Having worked at Salomon Brothers when they created the secondary mortgage market, I was able to look at this and say: We can sell liens to institutional investors, by pooling them and issuing a securitized note. There’s an economy of scale that would make it much more effective to sell the liens as a pool than individually, and because institutions are already set up to collect debts, I don’t have to pay them 18 percent to be the bad guy.

By law, we are prohibited from borrowing for operating purposes, so the city can’t issue notes backed by these liens. Instead, we had to sell the collateral to an institution, which then issued its own notes. I hired a financial advisory company to go to Wall Street and interview firms to find out whether such a deal was doable and how much it would cost.

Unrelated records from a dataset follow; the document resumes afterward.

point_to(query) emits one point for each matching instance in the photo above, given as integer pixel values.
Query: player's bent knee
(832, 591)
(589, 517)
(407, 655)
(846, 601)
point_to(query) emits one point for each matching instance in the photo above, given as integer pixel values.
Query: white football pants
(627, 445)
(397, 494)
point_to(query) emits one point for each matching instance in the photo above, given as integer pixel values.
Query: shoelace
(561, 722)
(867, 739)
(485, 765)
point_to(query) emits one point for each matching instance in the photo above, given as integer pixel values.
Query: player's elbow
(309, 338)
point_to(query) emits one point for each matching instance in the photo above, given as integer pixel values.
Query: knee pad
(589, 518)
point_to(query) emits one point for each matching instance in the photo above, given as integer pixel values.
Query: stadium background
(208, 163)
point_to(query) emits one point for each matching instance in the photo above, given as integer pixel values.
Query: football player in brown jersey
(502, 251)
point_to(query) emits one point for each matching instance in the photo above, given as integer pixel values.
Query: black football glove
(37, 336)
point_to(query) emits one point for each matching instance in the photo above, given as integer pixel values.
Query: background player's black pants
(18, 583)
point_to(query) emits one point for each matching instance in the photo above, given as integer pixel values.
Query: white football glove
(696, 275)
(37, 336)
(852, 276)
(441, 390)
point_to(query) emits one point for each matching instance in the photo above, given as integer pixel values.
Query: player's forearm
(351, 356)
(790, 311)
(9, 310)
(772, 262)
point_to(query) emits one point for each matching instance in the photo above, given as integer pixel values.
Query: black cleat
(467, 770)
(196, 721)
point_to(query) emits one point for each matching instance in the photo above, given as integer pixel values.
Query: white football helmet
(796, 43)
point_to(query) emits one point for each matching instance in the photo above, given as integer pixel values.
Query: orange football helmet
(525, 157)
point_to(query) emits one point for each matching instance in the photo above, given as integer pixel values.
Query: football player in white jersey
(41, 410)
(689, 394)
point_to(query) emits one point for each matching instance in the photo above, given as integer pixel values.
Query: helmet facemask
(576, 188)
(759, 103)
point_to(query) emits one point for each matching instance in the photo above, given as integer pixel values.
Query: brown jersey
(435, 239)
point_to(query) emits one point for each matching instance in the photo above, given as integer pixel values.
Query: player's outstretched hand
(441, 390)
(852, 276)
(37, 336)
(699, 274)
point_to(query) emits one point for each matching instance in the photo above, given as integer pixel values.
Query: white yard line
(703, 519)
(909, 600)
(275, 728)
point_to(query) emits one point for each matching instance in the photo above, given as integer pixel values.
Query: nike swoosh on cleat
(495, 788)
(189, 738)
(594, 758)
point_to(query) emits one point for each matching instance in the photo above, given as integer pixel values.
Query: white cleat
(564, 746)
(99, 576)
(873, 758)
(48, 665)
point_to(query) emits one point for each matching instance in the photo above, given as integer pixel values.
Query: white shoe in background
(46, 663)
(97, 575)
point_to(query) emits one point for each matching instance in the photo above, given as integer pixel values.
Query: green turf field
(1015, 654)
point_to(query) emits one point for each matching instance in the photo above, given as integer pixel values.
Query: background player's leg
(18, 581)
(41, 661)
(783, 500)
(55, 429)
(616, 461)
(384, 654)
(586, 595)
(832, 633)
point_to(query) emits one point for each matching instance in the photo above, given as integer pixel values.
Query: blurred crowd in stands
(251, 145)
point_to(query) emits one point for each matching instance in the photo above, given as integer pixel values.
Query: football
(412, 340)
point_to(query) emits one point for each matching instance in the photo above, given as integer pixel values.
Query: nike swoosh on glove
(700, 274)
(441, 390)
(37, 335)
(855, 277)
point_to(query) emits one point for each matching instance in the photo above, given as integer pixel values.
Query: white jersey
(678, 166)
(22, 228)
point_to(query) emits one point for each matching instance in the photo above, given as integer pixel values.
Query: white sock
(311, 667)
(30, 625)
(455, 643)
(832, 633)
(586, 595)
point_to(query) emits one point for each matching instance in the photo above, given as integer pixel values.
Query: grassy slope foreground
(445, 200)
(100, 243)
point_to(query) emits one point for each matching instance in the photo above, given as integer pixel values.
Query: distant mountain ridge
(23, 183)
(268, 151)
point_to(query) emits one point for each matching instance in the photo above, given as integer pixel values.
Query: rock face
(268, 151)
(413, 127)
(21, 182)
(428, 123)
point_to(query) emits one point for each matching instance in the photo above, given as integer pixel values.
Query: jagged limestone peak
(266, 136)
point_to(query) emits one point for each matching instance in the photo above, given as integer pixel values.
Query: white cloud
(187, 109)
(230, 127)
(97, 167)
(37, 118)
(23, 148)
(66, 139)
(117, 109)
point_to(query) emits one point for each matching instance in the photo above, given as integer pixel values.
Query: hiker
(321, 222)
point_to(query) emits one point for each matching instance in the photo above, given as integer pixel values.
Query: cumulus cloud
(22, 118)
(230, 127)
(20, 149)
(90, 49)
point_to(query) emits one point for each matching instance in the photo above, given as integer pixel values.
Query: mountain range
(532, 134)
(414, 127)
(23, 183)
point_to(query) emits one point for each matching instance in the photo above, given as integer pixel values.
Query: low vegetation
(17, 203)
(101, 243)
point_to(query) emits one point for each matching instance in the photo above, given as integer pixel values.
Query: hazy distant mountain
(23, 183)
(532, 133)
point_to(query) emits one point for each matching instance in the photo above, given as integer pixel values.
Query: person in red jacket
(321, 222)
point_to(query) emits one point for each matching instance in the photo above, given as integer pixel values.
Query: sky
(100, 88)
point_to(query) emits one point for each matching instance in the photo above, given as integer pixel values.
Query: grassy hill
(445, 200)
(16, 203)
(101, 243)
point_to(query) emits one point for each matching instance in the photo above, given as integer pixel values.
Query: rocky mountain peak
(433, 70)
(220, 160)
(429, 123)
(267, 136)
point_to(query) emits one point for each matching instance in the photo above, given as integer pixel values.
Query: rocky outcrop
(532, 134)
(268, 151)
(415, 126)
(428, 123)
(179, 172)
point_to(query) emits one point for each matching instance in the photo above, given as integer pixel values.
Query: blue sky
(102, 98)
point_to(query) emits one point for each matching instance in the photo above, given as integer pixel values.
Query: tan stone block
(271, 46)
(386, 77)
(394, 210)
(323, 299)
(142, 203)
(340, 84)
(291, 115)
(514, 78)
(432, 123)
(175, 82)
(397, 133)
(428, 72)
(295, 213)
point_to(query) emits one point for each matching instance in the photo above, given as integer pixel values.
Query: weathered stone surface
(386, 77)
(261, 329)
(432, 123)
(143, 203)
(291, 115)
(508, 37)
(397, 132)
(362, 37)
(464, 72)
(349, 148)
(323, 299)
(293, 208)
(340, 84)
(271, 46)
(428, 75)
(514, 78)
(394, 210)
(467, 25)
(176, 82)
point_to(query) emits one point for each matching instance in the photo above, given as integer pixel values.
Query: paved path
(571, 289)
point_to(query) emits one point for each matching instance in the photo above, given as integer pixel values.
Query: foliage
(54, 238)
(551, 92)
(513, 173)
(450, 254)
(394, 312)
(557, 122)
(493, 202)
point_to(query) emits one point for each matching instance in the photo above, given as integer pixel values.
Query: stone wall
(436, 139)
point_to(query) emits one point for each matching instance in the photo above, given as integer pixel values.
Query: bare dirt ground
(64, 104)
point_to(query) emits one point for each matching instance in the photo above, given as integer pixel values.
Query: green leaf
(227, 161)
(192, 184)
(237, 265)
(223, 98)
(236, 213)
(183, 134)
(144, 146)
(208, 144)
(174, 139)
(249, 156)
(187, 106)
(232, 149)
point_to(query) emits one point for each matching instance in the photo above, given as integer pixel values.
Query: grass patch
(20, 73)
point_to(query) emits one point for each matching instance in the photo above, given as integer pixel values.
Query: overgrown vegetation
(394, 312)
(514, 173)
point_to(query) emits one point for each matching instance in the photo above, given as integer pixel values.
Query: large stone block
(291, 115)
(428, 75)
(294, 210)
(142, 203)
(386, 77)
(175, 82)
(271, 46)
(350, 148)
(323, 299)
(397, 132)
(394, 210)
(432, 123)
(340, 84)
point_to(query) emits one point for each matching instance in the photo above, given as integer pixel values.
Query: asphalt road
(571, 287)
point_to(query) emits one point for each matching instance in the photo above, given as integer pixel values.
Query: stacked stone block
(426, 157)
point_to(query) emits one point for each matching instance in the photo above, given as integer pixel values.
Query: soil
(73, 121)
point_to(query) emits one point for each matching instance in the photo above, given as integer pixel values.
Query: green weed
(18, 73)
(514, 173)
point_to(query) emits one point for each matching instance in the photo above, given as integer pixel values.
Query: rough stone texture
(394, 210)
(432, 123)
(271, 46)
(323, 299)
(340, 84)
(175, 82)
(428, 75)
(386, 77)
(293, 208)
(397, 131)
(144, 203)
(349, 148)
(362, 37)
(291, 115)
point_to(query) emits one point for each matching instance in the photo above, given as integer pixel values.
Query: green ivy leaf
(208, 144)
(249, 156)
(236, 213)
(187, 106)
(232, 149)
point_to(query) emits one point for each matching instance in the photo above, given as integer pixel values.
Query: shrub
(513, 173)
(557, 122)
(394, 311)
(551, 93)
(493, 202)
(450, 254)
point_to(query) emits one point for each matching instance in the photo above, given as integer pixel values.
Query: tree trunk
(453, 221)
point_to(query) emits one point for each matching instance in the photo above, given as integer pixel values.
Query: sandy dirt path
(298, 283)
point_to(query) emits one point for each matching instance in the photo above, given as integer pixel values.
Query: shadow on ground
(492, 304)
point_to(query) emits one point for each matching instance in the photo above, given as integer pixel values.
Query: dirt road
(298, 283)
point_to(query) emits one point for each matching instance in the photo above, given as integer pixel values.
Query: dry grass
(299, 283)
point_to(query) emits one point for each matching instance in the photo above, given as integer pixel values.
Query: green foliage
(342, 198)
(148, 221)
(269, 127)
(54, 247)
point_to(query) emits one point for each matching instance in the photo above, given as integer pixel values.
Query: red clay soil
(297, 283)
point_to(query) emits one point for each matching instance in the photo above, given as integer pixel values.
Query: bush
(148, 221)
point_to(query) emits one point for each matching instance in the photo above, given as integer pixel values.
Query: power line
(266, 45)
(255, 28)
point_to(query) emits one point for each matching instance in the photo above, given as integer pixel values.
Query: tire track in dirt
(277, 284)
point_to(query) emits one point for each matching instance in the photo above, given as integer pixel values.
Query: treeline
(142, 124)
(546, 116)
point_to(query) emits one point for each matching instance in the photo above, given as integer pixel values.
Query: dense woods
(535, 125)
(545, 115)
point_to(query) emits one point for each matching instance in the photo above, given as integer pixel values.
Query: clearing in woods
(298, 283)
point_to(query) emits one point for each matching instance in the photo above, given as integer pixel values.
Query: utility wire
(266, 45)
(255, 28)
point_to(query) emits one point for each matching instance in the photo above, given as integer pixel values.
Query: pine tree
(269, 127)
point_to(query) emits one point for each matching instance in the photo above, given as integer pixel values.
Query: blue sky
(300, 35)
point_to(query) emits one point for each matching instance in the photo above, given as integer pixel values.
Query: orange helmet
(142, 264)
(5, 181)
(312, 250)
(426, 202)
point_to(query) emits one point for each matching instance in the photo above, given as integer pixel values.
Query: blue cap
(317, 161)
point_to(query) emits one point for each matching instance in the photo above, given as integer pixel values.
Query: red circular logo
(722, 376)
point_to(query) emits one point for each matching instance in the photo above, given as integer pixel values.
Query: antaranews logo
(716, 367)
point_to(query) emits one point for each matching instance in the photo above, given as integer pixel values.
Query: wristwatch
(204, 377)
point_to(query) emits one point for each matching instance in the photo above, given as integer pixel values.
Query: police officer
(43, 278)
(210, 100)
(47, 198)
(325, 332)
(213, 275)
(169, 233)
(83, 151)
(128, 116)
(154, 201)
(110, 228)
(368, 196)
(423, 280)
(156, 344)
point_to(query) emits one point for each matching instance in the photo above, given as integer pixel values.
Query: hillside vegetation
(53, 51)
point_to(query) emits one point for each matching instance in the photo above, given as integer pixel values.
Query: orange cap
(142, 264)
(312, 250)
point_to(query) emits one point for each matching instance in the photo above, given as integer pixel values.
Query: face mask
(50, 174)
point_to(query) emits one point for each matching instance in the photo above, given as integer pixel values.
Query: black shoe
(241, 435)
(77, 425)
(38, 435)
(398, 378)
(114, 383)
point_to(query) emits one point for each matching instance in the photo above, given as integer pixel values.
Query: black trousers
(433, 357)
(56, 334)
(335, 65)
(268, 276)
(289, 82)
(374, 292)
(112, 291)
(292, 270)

The advisory firm concluded that First Boston was the most capable of putting the deal together, given the amount of money we were willing to spend. First Boston assumed a substantial risk: it spent a lot of money doing the research and putting together a structure for the deal. I could have said no, and they would have been out all of that money. But they put together a great deal. We sold $44 million worth of liens, for which we got $25 million in cash and a note worth $19 million, on which we’re expecting about $8 million in interest. So we’ll get about $52 million for $44 million worth of liens.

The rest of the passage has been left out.